La thérapie transgénérationnelle, engage le corps tout autant que la parole en travaillant sur la restauration des liens intergénérationnels et sur l’enracinement du sujet dans sa place d’origine.

Dans ma pratique je propose plusieurs outils systémiques et psycho-corporels pour accompagner le processus transgénérationnel et favoriser la libération des mémoires émotionnelles ( dont les  constellations familiales  permettant d’explorer le « caché » portant l’ombre familiale et de mettre en lumière les dynamiques relationnelles inconscientes entre les générations). 

La thérapie transgénrérationnelle est une méthode qui fait ses preuves: elle permet de  libérer un potentiel transformateur avec souvent des effets bénéfiques sur les autres membres de la famille non présents dans le cadre du groupe. Ces effets sont d’autant plus probant en associant les 2 méthodes : thérapie transgénérationnelle et constellations familiales).
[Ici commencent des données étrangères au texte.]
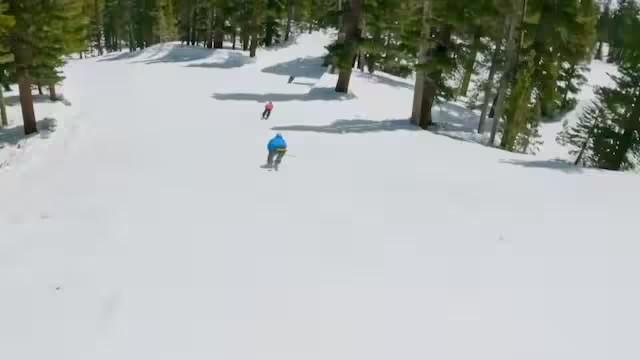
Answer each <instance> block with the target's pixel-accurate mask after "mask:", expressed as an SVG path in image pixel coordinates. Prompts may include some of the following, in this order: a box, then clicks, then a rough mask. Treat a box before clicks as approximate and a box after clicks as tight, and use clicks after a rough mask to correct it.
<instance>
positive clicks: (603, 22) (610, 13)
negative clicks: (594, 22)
mask: <svg viewBox="0 0 640 360" xmlns="http://www.w3.org/2000/svg"><path fill="white" fill-rule="evenodd" d="M610 23H611V0H606V3H605V5H604V9H603V11H602V13H601V14H600V16H599V17H598V24H597V25H596V30H597V33H598V46H597V50H596V55H595V58H596V59H597V60H602V58H603V56H604V54H603V47H604V43H605V42H607V40H608V38H609V26H610Z"/></svg>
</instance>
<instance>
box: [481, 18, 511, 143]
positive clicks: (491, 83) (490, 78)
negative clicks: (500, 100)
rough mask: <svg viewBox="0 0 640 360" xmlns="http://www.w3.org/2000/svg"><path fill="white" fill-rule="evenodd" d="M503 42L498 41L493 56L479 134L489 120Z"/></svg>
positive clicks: (484, 129)
mask: <svg viewBox="0 0 640 360" xmlns="http://www.w3.org/2000/svg"><path fill="white" fill-rule="evenodd" d="M505 32H508V29H505ZM502 40H503V39H499V40H497V41H496V48H495V49H494V50H493V55H492V56H491V68H490V69H489V78H488V79H487V82H486V83H485V86H484V101H483V103H482V112H481V113H480V122H479V123H478V133H479V134H482V133H484V132H485V123H486V120H487V114H488V113H489V104H490V103H491V99H492V98H493V97H494V96H493V86H494V81H495V77H496V72H497V71H498V60H499V59H498V58H499V56H500V51H501V50H502Z"/></svg>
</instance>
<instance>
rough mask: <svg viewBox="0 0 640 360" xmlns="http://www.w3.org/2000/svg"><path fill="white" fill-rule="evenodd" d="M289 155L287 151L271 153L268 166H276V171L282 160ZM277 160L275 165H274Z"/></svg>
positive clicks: (268, 160)
mask: <svg viewBox="0 0 640 360" xmlns="http://www.w3.org/2000/svg"><path fill="white" fill-rule="evenodd" d="M286 153H287V149H275V150H273V151H269V156H268V157H267V165H269V166H274V167H275V168H276V169H277V168H278V166H279V165H280V163H281V162H282V158H283V157H284V154H286ZM274 160H275V163H274Z"/></svg>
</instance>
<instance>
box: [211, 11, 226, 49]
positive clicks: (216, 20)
mask: <svg viewBox="0 0 640 360" xmlns="http://www.w3.org/2000/svg"><path fill="white" fill-rule="evenodd" d="M214 19H215V31H214V35H213V48H214V49H222V48H223V47H224V13H223V12H222V9H216V15H215V17H214Z"/></svg>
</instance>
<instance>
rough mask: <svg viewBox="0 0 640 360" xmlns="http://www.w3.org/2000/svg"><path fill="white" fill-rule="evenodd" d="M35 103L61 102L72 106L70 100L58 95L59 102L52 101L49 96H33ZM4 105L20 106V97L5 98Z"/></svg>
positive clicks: (7, 105) (57, 100) (33, 101)
mask: <svg viewBox="0 0 640 360" xmlns="http://www.w3.org/2000/svg"><path fill="white" fill-rule="evenodd" d="M33 102H34V103H35V104H40V103H55V102H61V103H63V104H64V105H66V106H71V102H69V100H67V99H65V98H64V96H62V95H58V100H57V101H53V100H51V99H50V98H49V95H33ZM4 104H5V105H6V106H16V105H20V95H11V96H7V97H5V98H4Z"/></svg>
J’ai pu  ainsi constater dans ma pratique que cela permettait de :

  • retrouver du sens à sa place dans la famille ainsi que dans l’espace socioprofessionnel ;
  • se relier à ceux connus et inconnus de sa généalogie ce qui renforce le sentiment d’identité et d’appartenance  et apporte énergétiquement une consistance corporelle de force et d’ancrage.
  • se distancer des souffrances de l’histoire familiale et s’alléger des dettes de loyautés
  • recontacter l’ouverture dans le présent en libérant l’âme des fardeaux hérités.
  • s’approprier son héritage afin de pouvoir en disposer librement et de manière adaptée.
  • revenir à Soi, dans la confiance et la conscience de sa vie( de sa place dans le monde), des ressources à disposition, issues de l’arbre généalogique  prêtes à être éveillées au profit de son épanouissement.